On Thursday, Alsbury recommended a “balanced governance model” for West Virginia that would be the first of its kind in the country, pointing to unorthodox education systems in Finland and Taiwan — where student achievement is among the best in the world.
“It removes the management-type responsibilities out of the local realm, and, frankly, these are responsibilities that often take up enormous amounts of time. By removing some of those, individuals can focus more on education improvement,” Alsbury said. “What we know from our research, very clearly, is that local boards that can focus on instructional improvement and are looking for bold progress in student achievement are much more successful, and those who focus on management issues are less successful.”
The proposal would “strike a balance” between centralizing certain responsibilities, creating fiscal efficiencies and maintaining a local community voice, Alsbury said.
“I’m very excited and nervous about this. This has never been done in the U.S.,” Alsbury said. “We’ve had elected boards, we’ve had mayoral control. We’ve never had any entity to attempt a balanced system. That’s what we’re attempting to do for you in West Virginia.”
State School Board President Gayle Manchin called tasks such as payroll and tracking of student attendance “a financial drain” on school systems. She said there’s an existing vehicle that could take on those jobs instead: Regional Education Service Agencies. RESAs already handle things such as cooperative purchasing for school systems.
“That’s what I feel so good about. We don’t have to create a system to take on some of these responsibilities — we have one,” Manchin said. “I think we have a great opportunity at a time where we are implementing a lot of change. These types of efforts — if we don’t do them now, we may never have this opportunity again.”
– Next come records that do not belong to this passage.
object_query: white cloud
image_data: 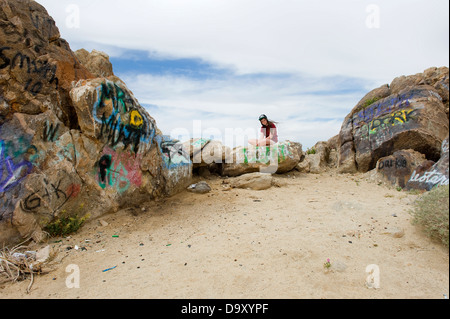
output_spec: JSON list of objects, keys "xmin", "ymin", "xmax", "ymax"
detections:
[
  {"xmin": 35, "ymin": 0, "xmax": 449, "ymax": 147},
  {"xmin": 119, "ymin": 72, "xmax": 365, "ymax": 148},
  {"xmin": 39, "ymin": 0, "xmax": 449, "ymax": 83}
]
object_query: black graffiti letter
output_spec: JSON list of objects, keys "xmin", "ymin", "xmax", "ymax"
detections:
[
  {"xmin": 99, "ymin": 155, "xmax": 112, "ymax": 183},
  {"xmin": 0, "ymin": 47, "xmax": 11, "ymax": 69}
]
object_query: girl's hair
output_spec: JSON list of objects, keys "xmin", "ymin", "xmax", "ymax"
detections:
[{"xmin": 259, "ymin": 114, "xmax": 278, "ymax": 126}]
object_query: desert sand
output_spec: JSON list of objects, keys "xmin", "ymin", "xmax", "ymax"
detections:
[{"xmin": 0, "ymin": 170, "xmax": 449, "ymax": 299}]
Manchin said Thursday “the stars have aligned.”
“I think the governor creating the commission was certainly visionary, in terms of forcing us to look and see what’s possible. I just think we’re at a point in this state where we can’t afford not to look at this kind of a model,” she said. “It all blends into everything that we have been trying to do for the last couple of years with Tomblin’s agenda.”
State school board member Tom Campbell, who chairs the Commission on School District Governance and Administration, said he’s excited to begin collaborating with the Board of Education, to start implementing some of the ideas.
The commission will meet Sept. 30 to vote on final district recommendations that will then be forwarded to the WVBE. The report also will be placed on public comment.
“The recommendations will shift the focus of the entire public education system in the Mountain State so the attention is on heightening student achievement,” Campbell said. “The final report will include several short- and long-term strategies that would allow school systems to largely focus on learning, especially at the site or classroom level.”
Some school board members, though, have concerns — particularly, how the proposed plan would affect small school systems.
Nine school boards in the state have fewer than 1,400 students in their system, according to state board member Lloyd Jackson.
“Lets assume we do get boards totally focused on academics. Some boards are becoming so small, they just can’t provide the services they might need to support it,” Jackson said. “I worry about leaving it to the school boards to decide the academic functions — not that they couldn’t do it in the right system.”